Tuesday, November 14, 2006

A Conversation With Mary


Lovi sent this to me in an e-mail. Someone had written: “Wouldn’t you love to know what her conversation is about?” I wrote Lovi back and told her she’s saying: “Parents—can’t live with ‘em, can’t live without ‘em……what’s a kid to do?”

I suppose she could have been saying: “Did you see what that brat across the street did? I told him he would be in big trouble. Boys just never listen!”

How about: “Can we talk about my bedtime? If I clean my plate, can I stay up an extra hour and watch ‘Desperate Housewives’?”

“I think it’s time for a baby brother. Talk to the folks, would you?”

“I need to have a word with you about my allowance.”

“If I can’t have a brother, how about a puppy for Christmas?”

“While we’re on the subject, will it be a white Christmas?”

“A cat?”

“What do you think about this election crap?”

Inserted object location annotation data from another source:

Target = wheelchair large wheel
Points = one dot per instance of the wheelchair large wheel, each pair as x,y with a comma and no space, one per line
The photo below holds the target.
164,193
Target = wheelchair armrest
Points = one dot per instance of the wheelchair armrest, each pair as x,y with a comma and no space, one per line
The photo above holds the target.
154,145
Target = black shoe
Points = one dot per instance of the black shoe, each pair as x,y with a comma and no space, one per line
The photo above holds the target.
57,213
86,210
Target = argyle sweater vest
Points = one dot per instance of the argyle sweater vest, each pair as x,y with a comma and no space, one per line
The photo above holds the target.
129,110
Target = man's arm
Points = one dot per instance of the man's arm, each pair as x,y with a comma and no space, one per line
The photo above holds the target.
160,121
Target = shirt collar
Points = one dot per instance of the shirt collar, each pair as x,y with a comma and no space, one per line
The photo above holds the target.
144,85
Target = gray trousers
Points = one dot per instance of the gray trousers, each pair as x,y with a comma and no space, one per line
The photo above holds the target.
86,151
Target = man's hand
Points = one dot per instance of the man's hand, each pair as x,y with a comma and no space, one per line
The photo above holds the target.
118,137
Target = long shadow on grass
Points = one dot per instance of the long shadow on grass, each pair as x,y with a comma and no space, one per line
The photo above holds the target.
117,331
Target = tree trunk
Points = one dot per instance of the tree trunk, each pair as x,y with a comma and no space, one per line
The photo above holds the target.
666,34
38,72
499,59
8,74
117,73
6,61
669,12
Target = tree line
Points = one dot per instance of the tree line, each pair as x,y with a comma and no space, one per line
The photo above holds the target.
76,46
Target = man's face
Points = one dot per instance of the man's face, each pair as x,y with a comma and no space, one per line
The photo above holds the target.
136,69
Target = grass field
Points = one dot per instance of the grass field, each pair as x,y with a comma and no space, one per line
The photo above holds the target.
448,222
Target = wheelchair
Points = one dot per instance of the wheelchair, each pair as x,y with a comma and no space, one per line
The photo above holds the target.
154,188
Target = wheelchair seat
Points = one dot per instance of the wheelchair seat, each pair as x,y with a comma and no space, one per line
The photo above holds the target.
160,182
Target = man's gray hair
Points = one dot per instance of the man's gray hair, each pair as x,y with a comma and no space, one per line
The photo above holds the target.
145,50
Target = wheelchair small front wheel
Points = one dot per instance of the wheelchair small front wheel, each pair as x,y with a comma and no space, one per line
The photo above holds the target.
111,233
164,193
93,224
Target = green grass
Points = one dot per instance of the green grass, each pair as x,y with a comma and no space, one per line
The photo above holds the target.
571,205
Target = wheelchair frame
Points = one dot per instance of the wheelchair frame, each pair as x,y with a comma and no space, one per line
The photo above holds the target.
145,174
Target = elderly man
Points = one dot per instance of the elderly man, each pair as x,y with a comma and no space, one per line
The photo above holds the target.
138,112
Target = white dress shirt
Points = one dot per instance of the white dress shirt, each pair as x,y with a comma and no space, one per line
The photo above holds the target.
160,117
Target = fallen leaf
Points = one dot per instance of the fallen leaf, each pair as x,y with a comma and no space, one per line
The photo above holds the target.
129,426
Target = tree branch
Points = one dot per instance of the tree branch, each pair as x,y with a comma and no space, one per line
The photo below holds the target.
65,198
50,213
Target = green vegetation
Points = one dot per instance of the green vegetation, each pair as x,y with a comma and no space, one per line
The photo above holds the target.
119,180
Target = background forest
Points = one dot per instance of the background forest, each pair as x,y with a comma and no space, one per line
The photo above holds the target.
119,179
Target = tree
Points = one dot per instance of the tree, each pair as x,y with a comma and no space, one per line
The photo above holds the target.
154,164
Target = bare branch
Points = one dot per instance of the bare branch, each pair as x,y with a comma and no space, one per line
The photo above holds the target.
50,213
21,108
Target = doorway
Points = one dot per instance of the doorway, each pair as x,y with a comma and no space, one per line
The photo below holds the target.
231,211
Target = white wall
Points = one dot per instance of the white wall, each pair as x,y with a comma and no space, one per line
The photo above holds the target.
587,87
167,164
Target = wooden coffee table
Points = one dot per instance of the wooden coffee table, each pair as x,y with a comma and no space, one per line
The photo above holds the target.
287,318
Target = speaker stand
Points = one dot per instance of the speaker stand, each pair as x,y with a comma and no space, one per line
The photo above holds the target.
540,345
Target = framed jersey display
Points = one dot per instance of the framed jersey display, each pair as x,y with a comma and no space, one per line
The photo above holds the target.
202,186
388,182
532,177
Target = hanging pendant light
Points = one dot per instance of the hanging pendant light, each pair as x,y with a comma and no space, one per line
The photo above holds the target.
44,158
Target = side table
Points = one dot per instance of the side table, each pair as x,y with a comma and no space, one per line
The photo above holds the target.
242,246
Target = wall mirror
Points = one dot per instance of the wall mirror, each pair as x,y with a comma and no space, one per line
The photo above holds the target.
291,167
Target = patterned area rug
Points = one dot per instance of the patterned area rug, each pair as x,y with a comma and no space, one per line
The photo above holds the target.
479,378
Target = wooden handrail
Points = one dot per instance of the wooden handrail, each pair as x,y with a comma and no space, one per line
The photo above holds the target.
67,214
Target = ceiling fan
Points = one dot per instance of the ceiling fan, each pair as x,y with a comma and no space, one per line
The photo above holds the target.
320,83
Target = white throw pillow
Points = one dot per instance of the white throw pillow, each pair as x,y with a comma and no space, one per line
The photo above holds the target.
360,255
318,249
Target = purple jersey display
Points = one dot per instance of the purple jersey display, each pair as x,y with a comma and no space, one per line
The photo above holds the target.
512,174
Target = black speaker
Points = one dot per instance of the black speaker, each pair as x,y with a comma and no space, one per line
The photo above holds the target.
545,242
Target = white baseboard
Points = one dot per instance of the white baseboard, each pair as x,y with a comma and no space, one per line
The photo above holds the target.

“C’mon, a hamster? Please?”

“Helloooooooo, anybody in there?”

My teenage age daughter was literally lying on the floor laughing when I came up with some of these. What do you think little Anna is saying?

Flo

3 comments:

HollyB said...

"What do YOU think about that Evangelical Gay Crank Snorting preacher in Colorado?"

"Could you give us some help with gettin' rid of Nagin, PUHLEEZE?" she is in N'orlens, right?

Or maybe, "Thanks for holding off on the hurricanes this year, but puhleeze get rid of Nagin, would you?"

HollyB said...

"So, should I join the Carmelites, or a different order?"

"What did YOU think about 'The DaVinci Code'?"

Anonymous said...

What ARE those funny noises coming from Mommy and Daddy's room at night after they tuck me in?

I thought I asked for a puppy and NOT a little brother?!?!?

When my Auntie Cait wins the Lottery/Publisher's Clearing House does she HAVE TO SHARE with her Quads? And, if so, what percentage?

Why does my bubble gum lose its flavor on the bedpost overnight?